Mortgage approvals up to nine-month high in June but market remains limited

Mortgage approvals up to nine-month high in June but market remains limited

UK Finance has reported that mortgage approvals for house purchases rose to a nine-month high in June, although they were still down modestly year-on-year and below long-term average levels.

The data showed mortgage approvals for house purchases picked up for a third month running after approvals had earlier fallen to a 2018-low in March when already weak activity was likely hampered by the severe weather.

UK Finance said mortgage approvals rose to 40,541 in June from 39,541 in May, 38,509 in April and 37,893 in March. They were down 0.9 per cent year-on-year in June and were also 21.0 per cent below their long-term (1997-2018) average of 51,307.



Meanwhile, re-mortgaging was elevated in June as borrowers looked to lock in to attractive rates before a possible Bank of England interest rate in August.

While housing market activity has climbed off its 2018-lows, the impression remains that it is still struggling to really pick up a gear amid challenging conditions. We continue to suspect that a meaningful upturn will remain elusive over the coming months.

Analysts said the downside for house prices is being limited by a shortage of houses for sale, while high and currently rising employment is also supportive for the housing market while mortgage interest rates are at historically low levels and will remain so even if the Bank of England does hike rates modestly over the coming months.

Commenting on the latest data, the EY Item Club said it expects house price gains over 2018 will be limited to a modest 2 per cent, and prices to rise no more than 3 per cent in 2019.

It added that housing market activity is expected to remain weak as the extended squeeze on consumer purchasing power only gradually eases, confidence is relatively fragile and appreciable caution persists over engaging in major transactions.

Howard Archer

Potential house buyers may also be concerned that they are likely to face further interest rate hikes over the coming months (we believe the Bank of England is more likely than not to raise interest rates from 0.50 per cent to 0.75 per cent in August). Furthermore, house prices are relatively expensive relative to incomes.

Howard Archer, chief economic advisor to the EY ITEM Club, said: “While housing market activity has climbed off its 2018-lows, it is still finding it hard to gain traction in the face of still limited consumer purchasing power, fragile confidence and likely further gradual Bank of England interest rate rises over the coming months. There seems little evidence that the cutting of stamp duty for first-time buyers in last November’s budget has provided a significant boost to housing market activity.”

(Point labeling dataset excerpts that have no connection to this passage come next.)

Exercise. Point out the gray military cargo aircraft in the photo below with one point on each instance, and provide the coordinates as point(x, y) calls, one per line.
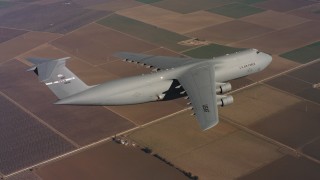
point(203, 81)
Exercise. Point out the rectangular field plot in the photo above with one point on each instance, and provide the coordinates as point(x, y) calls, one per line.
point(287, 167)
point(278, 65)
point(172, 21)
point(309, 73)
point(110, 161)
point(55, 17)
point(23, 43)
point(182, 135)
point(267, 19)
point(284, 40)
point(210, 51)
point(225, 33)
point(294, 126)
point(284, 5)
point(144, 31)
point(309, 12)
point(96, 44)
point(236, 10)
point(7, 34)
point(304, 54)
point(228, 157)
point(289, 84)
point(188, 6)
point(24, 140)
point(256, 103)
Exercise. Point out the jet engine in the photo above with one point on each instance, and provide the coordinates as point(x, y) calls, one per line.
point(224, 87)
point(226, 100)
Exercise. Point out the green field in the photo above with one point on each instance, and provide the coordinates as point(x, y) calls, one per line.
point(146, 32)
point(188, 6)
point(305, 54)
point(148, 1)
point(236, 10)
point(209, 51)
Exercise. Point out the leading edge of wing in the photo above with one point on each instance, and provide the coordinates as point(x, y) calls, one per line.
point(162, 62)
point(199, 83)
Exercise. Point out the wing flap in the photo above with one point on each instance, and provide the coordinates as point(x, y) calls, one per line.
point(162, 62)
point(199, 84)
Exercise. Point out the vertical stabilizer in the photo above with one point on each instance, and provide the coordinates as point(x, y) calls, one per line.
point(54, 73)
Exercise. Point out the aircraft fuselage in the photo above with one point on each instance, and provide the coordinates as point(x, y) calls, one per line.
point(154, 86)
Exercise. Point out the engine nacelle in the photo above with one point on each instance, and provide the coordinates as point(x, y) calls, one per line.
point(225, 101)
point(226, 87)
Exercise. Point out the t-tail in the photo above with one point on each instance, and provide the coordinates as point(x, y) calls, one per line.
point(54, 73)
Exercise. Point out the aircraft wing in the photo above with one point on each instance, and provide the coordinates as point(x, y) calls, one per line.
point(199, 83)
point(162, 62)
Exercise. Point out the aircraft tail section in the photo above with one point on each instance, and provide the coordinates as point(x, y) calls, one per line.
point(54, 73)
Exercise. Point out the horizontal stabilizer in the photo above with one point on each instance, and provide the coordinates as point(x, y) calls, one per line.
point(54, 73)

Mr archer added: “The abolition of stamp duty for first time buyers for properties costing up to £300,000 (and on the first £300,000 for properties costing up to £500,000) in last November’s budget may provide some limited support to housing market activity and prices.

“Even if ultimately successful, the Chancellor’s measures to boost house building in last November’s budget will take time to have a significant effect so are unlikely to influence house prices in the near term at least.”